Sur le canapé de Louise Sigouin, Anyck l’émotif s’est en plaint : « Fanny me parle comme un genre de trucker ». Anyck a aussi demandé plusieurs fois à Fanny d’arrêter d’employer le mot chochotte, sans succès, jusqu’à ce qu’il se choque. Ah-ha ! Une chochotte qui se choque, aurait pu ajouter Fanny, qui ne décroche pas de cette expression dénigrante.

Par contre, l’ambiance n’aurait pas pu être plus lourde que celle entre Marie-Ève la dépendante et Jonathan le codépendant, en voyage exotique au Saguenay, commandité par Expedia. Quel fiasco. C’était malaise par-dessus malaise, le tout déposé sur un lit de malaises, dans un dôme au Cap Jaseux. Avec beaucoup, beaucoup de brûlots dehors.

Encore une fois, Marie-Ève s’est plainte de l’hygiène de Jonathan, qui ne se lave pas avant de se glisser dans le sac de couchage, selon elle. « Je suis pas capable de faire semblant d’être contente avec quelqu’un qui m’énerve », a confié Marie-Ève durant sa séance de thérapie.
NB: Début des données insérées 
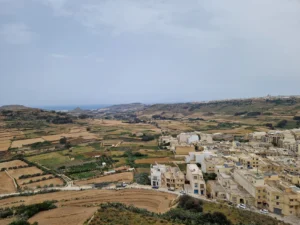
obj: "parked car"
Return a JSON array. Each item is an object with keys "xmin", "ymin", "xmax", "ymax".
[
  {"xmin": 237, "ymin": 204, "xmax": 247, "ymax": 209},
  {"xmin": 259, "ymin": 209, "xmax": 269, "ymax": 214}
]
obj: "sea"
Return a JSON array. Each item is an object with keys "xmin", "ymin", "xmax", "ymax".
[{"xmin": 35, "ymin": 104, "xmax": 111, "ymax": 112}]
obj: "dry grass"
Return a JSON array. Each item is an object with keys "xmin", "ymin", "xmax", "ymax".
[
  {"xmin": 29, "ymin": 207, "xmax": 98, "ymax": 225},
  {"xmin": 75, "ymin": 172, "xmax": 133, "ymax": 185},
  {"xmin": 0, "ymin": 218, "xmax": 15, "ymax": 225},
  {"xmin": 0, "ymin": 189, "xmax": 177, "ymax": 213},
  {"xmin": 19, "ymin": 175, "xmax": 53, "ymax": 186},
  {"xmin": 176, "ymin": 146, "xmax": 195, "ymax": 155},
  {"xmin": 0, "ymin": 140, "xmax": 11, "ymax": 152},
  {"xmin": 0, "ymin": 172, "xmax": 16, "ymax": 194},
  {"xmin": 11, "ymin": 138, "xmax": 45, "ymax": 148},
  {"xmin": 0, "ymin": 160, "xmax": 27, "ymax": 169},
  {"xmin": 22, "ymin": 178, "xmax": 64, "ymax": 189},
  {"xmin": 8, "ymin": 166, "xmax": 43, "ymax": 180},
  {"xmin": 135, "ymin": 157, "xmax": 172, "ymax": 164}
]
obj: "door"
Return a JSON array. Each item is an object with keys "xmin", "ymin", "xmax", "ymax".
[{"xmin": 274, "ymin": 208, "xmax": 281, "ymax": 215}]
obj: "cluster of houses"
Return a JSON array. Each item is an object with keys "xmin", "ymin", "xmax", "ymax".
[{"xmin": 151, "ymin": 129, "xmax": 300, "ymax": 217}]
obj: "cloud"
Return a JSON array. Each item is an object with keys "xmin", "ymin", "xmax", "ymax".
[
  {"xmin": 96, "ymin": 57, "xmax": 104, "ymax": 63},
  {"xmin": 0, "ymin": 23, "xmax": 37, "ymax": 45},
  {"xmin": 50, "ymin": 53, "xmax": 69, "ymax": 59}
]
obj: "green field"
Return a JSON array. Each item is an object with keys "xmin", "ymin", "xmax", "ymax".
[{"xmin": 26, "ymin": 146, "xmax": 94, "ymax": 169}]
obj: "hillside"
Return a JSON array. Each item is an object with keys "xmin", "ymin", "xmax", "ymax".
[
  {"xmin": 139, "ymin": 98, "xmax": 300, "ymax": 117},
  {"xmin": 0, "ymin": 105, "xmax": 30, "ymax": 111}
]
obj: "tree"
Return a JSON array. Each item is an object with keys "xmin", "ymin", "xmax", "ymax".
[
  {"xmin": 276, "ymin": 120, "xmax": 287, "ymax": 128},
  {"xmin": 59, "ymin": 137, "xmax": 67, "ymax": 145}
]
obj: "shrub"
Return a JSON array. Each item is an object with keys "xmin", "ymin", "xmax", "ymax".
[
  {"xmin": 59, "ymin": 137, "xmax": 67, "ymax": 145},
  {"xmin": 276, "ymin": 120, "xmax": 287, "ymax": 128},
  {"xmin": 134, "ymin": 173, "xmax": 151, "ymax": 185}
]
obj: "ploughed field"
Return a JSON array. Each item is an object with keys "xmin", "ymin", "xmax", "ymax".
[
  {"xmin": 0, "ymin": 160, "xmax": 64, "ymax": 194},
  {"xmin": 28, "ymin": 206, "xmax": 99, "ymax": 225},
  {"xmin": 0, "ymin": 172, "xmax": 16, "ymax": 195},
  {"xmin": 75, "ymin": 172, "xmax": 133, "ymax": 186},
  {"xmin": 0, "ymin": 189, "xmax": 177, "ymax": 214}
]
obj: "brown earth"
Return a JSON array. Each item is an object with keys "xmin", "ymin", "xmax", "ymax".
[
  {"xmin": 176, "ymin": 146, "xmax": 195, "ymax": 155},
  {"xmin": 0, "ymin": 172, "xmax": 16, "ymax": 194},
  {"xmin": 0, "ymin": 218, "xmax": 14, "ymax": 225},
  {"xmin": 19, "ymin": 174, "xmax": 53, "ymax": 186},
  {"xmin": 22, "ymin": 178, "xmax": 64, "ymax": 189},
  {"xmin": 29, "ymin": 207, "xmax": 98, "ymax": 225},
  {"xmin": 11, "ymin": 138, "xmax": 45, "ymax": 148},
  {"xmin": 0, "ymin": 189, "xmax": 177, "ymax": 213},
  {"xmin": 135, "ymin": 157, "xmax": 172, "ymax": 164},
  {"xmin": 0, "ymin": 140, "xmax": 11, "ymax": 152},
  {"xmin": 8, "ymin": 166, "xmax": 43, "ymax": 180},
  {"xmin": 0, "ymin": 160, "xmax": 27, "ymax": 169},
  {"xmin": 75, "ymin": 172, "xmax": 133, "ymax": 185}
]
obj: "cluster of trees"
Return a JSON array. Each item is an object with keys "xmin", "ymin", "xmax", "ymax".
[
  {"xmin": 294, "ymin": 116, "xmax": 300, "ymax": 121},
  {"xmin": 0, "ymin": 201, "xmax": 56, "ymax": 225},
  {"xmin": 19, "ymin": 172, "xmax": 50, "ymax": 179},
  {"xmin": 59, "ymin": 137, "xmax": 72, "ymax": 149},
  {"xmin": 96, "ymin": 199, "xmax": 232, "ymax": 225}
]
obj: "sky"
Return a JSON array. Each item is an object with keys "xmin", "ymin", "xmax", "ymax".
[{"xmin": 0, "ymin": 0, "xmax": 300, "ymax": 106}]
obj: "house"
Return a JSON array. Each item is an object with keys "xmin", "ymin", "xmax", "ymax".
[
  {"xmin": 201, "ymin": 156, "xmax": 224, "ymax": 173},
  {"xmin": 150, "ymin": 164, "xmax": 167, "ymax": 187},
  {"xmin": 161, "ymin": 166, "xmax": 185, "ymax": 190},
  {"xmin": 186, "ymin": 164, "xmax": 206, "ymax": 195}
]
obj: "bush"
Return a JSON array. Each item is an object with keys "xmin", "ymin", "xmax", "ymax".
[
  {"xmin": 178, "ymin": 195, "xmax": 203, "ymax": 212},
  {"xmin": 59, "ymin": 137, "xmax": 67, "ymax": 145},
  {"xmin": 134, "ymin": 173, "xmax": 151, "ymax": 185}
]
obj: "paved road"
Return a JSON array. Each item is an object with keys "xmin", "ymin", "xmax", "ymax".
[{"xmin": 0, "ymin": 182, "xmax": 300, "ymax": 225}]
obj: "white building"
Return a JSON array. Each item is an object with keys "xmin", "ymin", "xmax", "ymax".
[
  {"xmin": 151, "ymin": 164, "xmax": 166, "ymax": 187},
  {"xmin": 185, "ymin": 151, "xmax": 216, "ymax": 165},
  {"xmin": 186, "ymin": 164, "xmax": 206, "ymax": 195},
  {"xmin": 177, "ymin": 133, "xmax": 199, "ymax": 144}
]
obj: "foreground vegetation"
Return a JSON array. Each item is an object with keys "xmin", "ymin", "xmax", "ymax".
[
  {"xmin": 0, "ymin": 201, "xmax": 56, "ymax": 225},
  {"xmin": 90, "ymin": 195, "xmax": 285, "ymax": 225}
]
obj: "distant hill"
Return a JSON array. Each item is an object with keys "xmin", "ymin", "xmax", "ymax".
[
  {"xmin": 139, "ymin": 97, "xmax": 300, "ymax": 117},
  {"xmin": 0, "ymin": 105, "xmax": 31, "ymax": 111},
  {"xmin": 98, "ymin": 103, "xmax": 146, "ymax": 113}
]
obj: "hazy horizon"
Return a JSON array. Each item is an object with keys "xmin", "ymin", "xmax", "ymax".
[{"xmin": 0, "ymin": 0, "xmax": 300, "ymax": 106}]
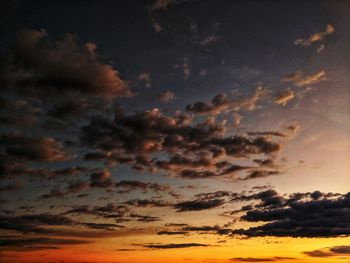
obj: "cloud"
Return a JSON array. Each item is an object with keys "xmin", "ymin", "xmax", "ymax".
[
  {"xmin": 303, "ymin": 246, "xmax": 350, "ymax": 258},
  {"xmin": 80, "ymin": 106, "xmax": 281, "ymax": 178},
  {"xmin": 182, "ymin": 58, "xmax": 191, "ymax": 80},
  {"xmin": 1, "ymin": 30, "xmax": 131, "ymax": 97},
  {"xmin": 232, "ymin": 191, "xmax": 350, "ymax": 238},
  {"xmin": 282, "ymin": 70, "xmax": 326, "ymax": 87},
  {"xmin": 242, "ymin": 170, "xmax": 280, "ymax": 181},
  {"xmin": 0, "ymin": 133, "xmax": 68, "ymax": 162},
  {"xmin": 125, "ymin": 198, "xmax": 171, "ymax": 207},
  {"xmin": 139, "ymin": 72, "xmax": 152, "ymax": 88},
  {"xmin": 248, "ymin": 131, "xmax": 287, "ymax": 137},
  {"xmin": 275, "ymin": 90, "xmax": 294, "ymax": 106},
  {"xmin": 231, "ymin": 257, "xmax": 295, "ymax": 262},
  {"xmin": 158, "ymin": 91, "xmax": 176, "ymax": 102},
  {"xmin": 151, "ymin": 0, "xmax": 175, "ymax": 10},
  {"xmin": 186, "ymin": 86, "xmax": 264, "ymax": 116},
  {"xmin": 0, "ymin": 96, "xmax": 41, "ymax": 128},
  {"xmin": 174, "ymin": 199, "xmax": 225, "ymax": 212},
  {"xmin": 157, "ymin": 231, "xmax": 187, "ymax": 236},
  {"xmin": 294, "ymin": 25, "xmax": 334, "ymax": 47},
  {"xmin": 90, "ymin": 170, "xmax": 113, "ymax": 188},
  {"xmin": 143, "ymin": 243, "xmax": 208, "ymax": 249},
  {"xmin": 0, "ymin": 237, "xmax": 91, "ymax": 251}
]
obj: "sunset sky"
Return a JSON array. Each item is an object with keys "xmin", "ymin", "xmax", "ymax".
[{"xmin": 0, "ymin": 0, "xmax": 350, "ymax": 263}]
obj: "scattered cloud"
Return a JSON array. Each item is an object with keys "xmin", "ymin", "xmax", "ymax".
[
  {"xmin": 139, "ymin": 72, "xmax": 152, "ymax": 88},
  {"xmin": 158, "ymin": 91, "xmax": 176, "ymax": 102},
  {"xmin": 144, "ymin": 243, "xmax": 208, "ymax": 249},
  {"xmin": 294, "ymin": 25, "xmax": 334, "ymax": 47},
  {"xmin": 303, "ymin": 246, "xmax": 350, "ymax": 258},
  {"xmin": 275, "ymin": 90, "xmax": 294, "ymax": 106},
  {"xmin": 282, "ymin": 70, "xmax": 326, "ymax": 87},
  {"xmin": 1, "ymin": 30, "xmax": 131, "ymax": 98}
]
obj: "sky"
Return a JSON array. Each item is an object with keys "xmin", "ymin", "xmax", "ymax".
[{"xmin": 0, "ymin": 0, "xmax": 350, "ymax": 263}]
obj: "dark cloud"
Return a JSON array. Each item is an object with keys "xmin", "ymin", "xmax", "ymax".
[
  {"xmin": 1, "ymin": 30, "xmax": 130, "ymax": 97},
  {"xmin": 144, "ymin": 243, "xmax": 208, "ymax": 249},
  {"xmin": 303, "ymin": 246, "xmax": 350, "ymax": 258},
  {"xmin": 90, "ymin": 170, "xmax": 113, "ymax": 188},
  {"xmin": 282, "ymin": 70, "xmax": 326, "ymax": 87},
  {"xmin": 231, "ymin": 257, "xmax": 295, "ymax": 262},
  {"xmin": 233, "ymin": 191, "xmax": 350, "ymax": 237},
  {"xmin": 248, "ymin": 131, "xmax": 287, "ymax": 137},
  {"xmin": 81, "ymin": 106, "xmax": 281, "ymax": 178},
  {"xmin": 0, "ymin": 237, "xmax": 91, "ymax": 251},
  {"xmin": 0, "ymin": 96, "xmax": 41, "ymax": 128},
  {"xmin": 242, "ymin": 170, "xmax": 280, "ymax": 180},
  {"xmin": 294, "ymin": 25, "xmax": 334, "ymax": 47},
  {"xmin": 174, "ymin": 199, "xmax": 225, "ymax": 212},
  {"xmin": 157, "ymin": 231, "xmax": 188, "ymax": 236},
  {"xmin": 0, "ymin": 133, "xmax": 68, "ymax": 162},
  {"xmin": 158, "ymin": 91, "xmax": 176, "ymax": 102},
  {"xmin": 275, "ymin": 90, "xmax": 294, "ymax": 106},
  {"xmin": 125, "ymin": 199, "xmax": 171, "ymax": 207},
  {"xmin": 186, "ymin": 86, "xmax": 264, "ymax": 115}
]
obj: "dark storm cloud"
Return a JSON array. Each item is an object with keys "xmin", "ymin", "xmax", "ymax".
[
  {"xmin": 1, "ymin": 30, "xmax": 130, "ymax": 97},
  {"xmin": 143, "ymin": 243, "xmax": 208, "ymax": 249},
  {"xmin": 174, "ymin": 199, "xmax": 225, "ymax": 212},
  {"xmin": 231, "ymin": 257, "xmax": 296, "ymax": 262},
  {"xmin": 186, "ymin": 86, "xmax": 264, "ymax": 115},
  {"xmin": 233, "ymin": 191, "xmax": 350, "ymax": 237},
  {"xmin": 0, "ymin": 133, "xmax": 68, "ymax": 162},
  {"xmin": 303, "ymin": 246, "xmax": 350, "ymax": 258}
]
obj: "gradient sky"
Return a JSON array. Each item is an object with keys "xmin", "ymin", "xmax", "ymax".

Jonathan, de son côté, a mentionné qu’il avait l’impression d’avoir un « deux par quatre » à ses côtés. Deux appels d’urgence ont été faits. Du jamais-vu à Si on s’aimait. Jonathan a même fui sa compagne pour se rendre, sur le pouce, à Val-Jalbert.

Depuis deux semaines, la perspective du public a complètement changé envers Marie-Ève, devenue la méchante dans son « couple ». Pour paraphraser le coanimateur Guillaume Lemay-Thivierge : « Marie-Ève, ça ne fait jamais son affaire. »

Jennifer a aussi changé d’attitude à mi-parcours. Fermée et rébarbative, nous l’avons vue s’épanouir et avoir du plaisir. Qui l’aurait cru, à l’époque où elle fréquentait le pauvre Mike.

D’après moi, la séance de magie blanche de Fanny sur la plage mexicaine a ensorcelé tous les participants. Il n’y a pas d’autre explication logique.